E se i produttori di vaccini non accettassero di cedere la licenza?
Sarebbe il caso di imporre che ci siano delle licenze obbligatorie.
E’ un’iniziativa che dovrebbero prendere i singoli Paesi o la Commissione Ue?
Meglio se lo facesse l’Europa, anche se la Francia e la Germania già si sono mosse per conto proprio.
La Commissione Ue propone di finanziare l’ampliamento o la trasformazione delle fabbriche farmaceutiche per incrementare la produzione dei vaccini. E’ una soluzione auspicabile?
Certamente, perché dobbiamo fare presto. Non possiamo continuare ad avere un aumento della letalità, visto che stiamo raggiungendo la cifra dei 90mila morti solo in Italia, e poi perché dobbiamo evitare che, lasciando circolare troppo il virus, si formino delle varianti che sono magari insensibili ai vaccini. Anche questo è un punto critico.
In che senso?
Non dobbiamo aspettare e controllare le varianti che trovano gli altri. Dobbiamo avere un consorzio, come in Gran Bretagna, che esegua tante analisi sul virus per capire quali varianti sono già presenti in Italia.
A fine gennaio è stato presentato il Consorzio ministero della Salute-Istituto superiore di sanità per sorvegliare le mutazioni. E’ un passo avanti?
Sì, ma non possiamo dimenticare che in Gran Bretagna hanno fatto finora 180mila sequenze del virus, mettendo insieme 12 università e altrettanti centri scientifici. Per fare quel che è necessario occorre mettere in campo risorse economiche, personale e laboratori. Noi arriviamo sempre in ritardo e senza fare sistema.
Lei ha auspicato che si acceleri anche sul vaccino italiano di ReiThera. Come?
E’ un vaccino che è nella fase iniziale, dove ha già dato risultati soddisfacenti. Ora dobbiamo investire non tanto diventando soci, ma per arrivare il più rapidamente possibile agli studi clinici controllati di fase 3, che richiedono 30mila persone. E’ un passaggio che va pianificato e organizzato.
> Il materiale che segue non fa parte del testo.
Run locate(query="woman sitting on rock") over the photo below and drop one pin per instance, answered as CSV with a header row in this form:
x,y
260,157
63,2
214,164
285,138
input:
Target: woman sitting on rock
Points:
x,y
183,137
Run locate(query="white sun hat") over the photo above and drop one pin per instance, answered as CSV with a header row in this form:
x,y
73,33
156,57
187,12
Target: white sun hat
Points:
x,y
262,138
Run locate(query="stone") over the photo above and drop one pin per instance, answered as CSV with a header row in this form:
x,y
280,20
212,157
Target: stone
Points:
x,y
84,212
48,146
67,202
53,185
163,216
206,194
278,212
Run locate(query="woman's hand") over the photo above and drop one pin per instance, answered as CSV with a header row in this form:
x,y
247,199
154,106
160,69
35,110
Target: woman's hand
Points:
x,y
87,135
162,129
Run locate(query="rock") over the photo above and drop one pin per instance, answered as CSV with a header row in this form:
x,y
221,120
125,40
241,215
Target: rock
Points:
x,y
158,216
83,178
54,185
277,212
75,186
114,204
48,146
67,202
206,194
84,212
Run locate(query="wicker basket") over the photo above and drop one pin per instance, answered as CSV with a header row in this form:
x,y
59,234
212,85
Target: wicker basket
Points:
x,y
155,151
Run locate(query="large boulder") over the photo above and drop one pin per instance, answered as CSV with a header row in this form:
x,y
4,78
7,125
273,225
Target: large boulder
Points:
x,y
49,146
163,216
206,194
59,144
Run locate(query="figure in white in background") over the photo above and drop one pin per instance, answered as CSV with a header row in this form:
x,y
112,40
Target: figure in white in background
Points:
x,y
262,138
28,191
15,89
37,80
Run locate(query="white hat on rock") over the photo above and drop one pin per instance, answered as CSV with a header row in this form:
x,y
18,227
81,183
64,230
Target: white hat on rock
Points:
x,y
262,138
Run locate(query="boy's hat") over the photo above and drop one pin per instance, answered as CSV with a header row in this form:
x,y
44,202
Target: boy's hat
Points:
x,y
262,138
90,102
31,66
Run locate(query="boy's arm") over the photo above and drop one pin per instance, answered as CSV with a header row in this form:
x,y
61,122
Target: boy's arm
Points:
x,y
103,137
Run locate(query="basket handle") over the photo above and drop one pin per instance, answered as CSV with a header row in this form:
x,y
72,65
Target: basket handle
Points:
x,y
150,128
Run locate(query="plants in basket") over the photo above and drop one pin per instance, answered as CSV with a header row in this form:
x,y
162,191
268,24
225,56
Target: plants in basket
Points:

Il governatore Zaia ha dichiarato: «Cerchiamo ossessivamente vaccini per un Veneto Covid free». E’ giusto che le Regioni si muovano per trovare vaccini attraverso canali free ma in modo legale?
Se si mettono in concorrenza le Regioni tra loro, corriamo il rischio di ottenere poco.
Ieri si è svolto l’incontro tra governo e Regioni per mettere mano al nuovo piano vaccini. Come lo si può correggere e rilanciare?
Un piano vaccini deve innanzitutto sapere quante dosi ha a disposizione. Noi abbiamo puntato molto su AstraZeneca, che però ha un’efficacia media del 60%. Vuol dire che su cento vaccinati, solo 60 sono protetti. Quindi è necessario decidere a chi viene somministrato questo vaccino, che non può essere fatto agli ultra-55enni. In secondo luogo, bisogna pensare a un’organizzazione efficiente, che non si può improvvisare all’ultimo minuto. Dobbiamo prendere esempio dal Giappone.
Come si stanno muovendo in Giappone?
Sapendo quanti vaccini hanno a disposizione, hanno deciso di partire dal 1° marzo per arrivare entro il 31 maggio, cioè in tre mesi, all’immunità di gregge. Il punto qual è? Che in questi due primi mesi dell’anno si sono dedicati alle esercitazioni, simulando quello che dovranno fare per capire dove sono i nodi da sciogliere. Noi invece pensiamo che bastino gli annunci.
A cosa si riferisce?
A quello che sta succedendo nel Lazio, dopo che è stato annunciato che dal 1° febbraio era possibile prenotare la vaccinazione. La gente sta reclamando perché resta delle ore al telefono o manda mail senza ricevere alcuna risposta. Queste sono inefficienze che tolgono fiducia agli italiani, mentre noi abbiamo bisogno di fiducia se vogliamo convincere tutti a farsi vaccinare.